I had to wait about three months to have my application accepted and have potential clients referred to me. Taking on these clients was beneficial to me in several ways. First, it did help me accrue a good number of clients in a relatively short period of time so that my private practice was a viable business. Another benefit, that I hadn’t necessarily expected, was that it provided me with a broader range of clients than what I might otherwise have had access to. You see, if they only need to worry about paying a $20 copay, going to therapy is suddenly a much more attractive option for some people. Many of my insurance clients had never had any previous experience with therapy and were working “blue collar” jobs – both things that are generally not true of my non-insurance clients. It’s particularly rewarding to work with people who aren’t as familiar with the idea of self-improvement, and who genuinely seem to appreciate this perk of their employment. I’ve been grateful for the diversity in my practice that insurance has afforded me.
Now for the down sides. As I’m sure you’re aware, you’re going to be paid substantially less than your regular fee. I’ll be forthright here; $67 per 45-50 minute individual session with Aetna, $66 with Blue Shield, and $76 and $81, respectively, for couples or family sessions. You do get slightly more for the first two sessions by billing them as assessments, and if you see clients for 55-60 minutes, that will also add about $10 for Aetna sessions. Remember though, that the copay your client gives you at the time of the session is not in addition to this number, but will be subtracted from what the insurance provider pays you when you submit the claim.
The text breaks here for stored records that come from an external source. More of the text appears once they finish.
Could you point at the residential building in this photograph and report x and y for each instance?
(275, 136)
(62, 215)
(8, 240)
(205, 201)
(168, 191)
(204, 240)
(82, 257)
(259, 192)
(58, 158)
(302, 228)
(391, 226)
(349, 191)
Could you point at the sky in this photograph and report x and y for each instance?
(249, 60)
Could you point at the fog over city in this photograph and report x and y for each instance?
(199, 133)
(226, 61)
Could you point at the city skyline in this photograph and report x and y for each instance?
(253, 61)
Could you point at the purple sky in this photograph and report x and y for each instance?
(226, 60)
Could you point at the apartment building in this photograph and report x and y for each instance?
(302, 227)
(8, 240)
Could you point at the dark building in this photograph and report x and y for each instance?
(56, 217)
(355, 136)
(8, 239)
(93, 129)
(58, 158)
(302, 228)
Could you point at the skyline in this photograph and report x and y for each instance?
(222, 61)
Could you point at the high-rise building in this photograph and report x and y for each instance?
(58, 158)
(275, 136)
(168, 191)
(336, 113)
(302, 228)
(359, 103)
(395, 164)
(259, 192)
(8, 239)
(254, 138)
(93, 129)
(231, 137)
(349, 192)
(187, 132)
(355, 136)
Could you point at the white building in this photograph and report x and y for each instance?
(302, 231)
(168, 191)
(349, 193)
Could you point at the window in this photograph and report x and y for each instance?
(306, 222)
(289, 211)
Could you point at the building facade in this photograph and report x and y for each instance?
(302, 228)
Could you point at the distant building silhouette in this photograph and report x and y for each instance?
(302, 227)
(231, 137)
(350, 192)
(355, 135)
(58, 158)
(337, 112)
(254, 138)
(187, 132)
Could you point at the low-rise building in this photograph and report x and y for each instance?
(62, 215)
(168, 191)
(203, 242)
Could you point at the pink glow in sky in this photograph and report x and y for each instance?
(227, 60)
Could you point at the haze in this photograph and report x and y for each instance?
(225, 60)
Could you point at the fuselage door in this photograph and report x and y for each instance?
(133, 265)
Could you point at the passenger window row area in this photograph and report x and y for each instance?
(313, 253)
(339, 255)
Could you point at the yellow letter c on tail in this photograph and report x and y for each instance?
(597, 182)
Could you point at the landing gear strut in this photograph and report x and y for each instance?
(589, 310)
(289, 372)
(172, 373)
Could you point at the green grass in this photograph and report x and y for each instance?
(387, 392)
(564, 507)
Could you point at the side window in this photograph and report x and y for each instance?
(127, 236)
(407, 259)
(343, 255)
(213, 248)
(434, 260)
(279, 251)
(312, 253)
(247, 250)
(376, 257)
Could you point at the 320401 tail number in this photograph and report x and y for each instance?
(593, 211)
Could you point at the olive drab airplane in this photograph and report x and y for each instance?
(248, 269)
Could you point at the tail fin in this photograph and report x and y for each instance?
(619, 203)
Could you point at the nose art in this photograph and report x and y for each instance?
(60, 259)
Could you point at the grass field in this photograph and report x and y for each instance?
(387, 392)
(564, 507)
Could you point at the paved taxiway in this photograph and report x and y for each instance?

Speaking of claims, it may take an extra few minutes per client, but it is actually quitestraightforward. You’ll need to be familiar with the Health Insurance Claim Form 1500, as well as CPT codes (relating to the type and length of session), and the ICD-10 codes for diagnosis. And yes, you will have to diagnose anyone with insurance. I generally submit claims for clients after 3-4 sessions, and it usually takes approximately 3-4 weeks to receive payment.
So there’s that part too: payment. Usually it goes through just fine, but occasionally, not so much. It may be that the client actually had to meet a deductible before insurance pays anything, or more often that not, just that the insurance company is jerking you around a bit in an effort to save themselves a few dollars. When they refuse payment of a claim, you will likely spend a good amount of time on the phone with them trying to understand their position and correct whatever imperfection they perceived on the claim form. At which point you’ll resubmit the claim and wait around for another 3-4 weeks to see if it gets paid this time.
Perhaps you’re sensing my frustration here? This was by far the worst part of billing insurance, and ultimately why I’ve chosen to get out of the game. It may not happen a lot, but when it does, I end up spending several frustrating hours of unpaid time only to finally be paid that fraction of my fee. I’ve seen working with insurance as a type of pro-bono service I can provide for clients who wouldn’t otherwise make it in to see me, and that has been very valuable.
I probably haven’t convinced any of you to run out and sign up for insurance, but perhaps my experience will help you if you’ve been considering it. Though not without its headaches and sacrifices, it can be especially helpful if you’re just venturing out into the world of private practice.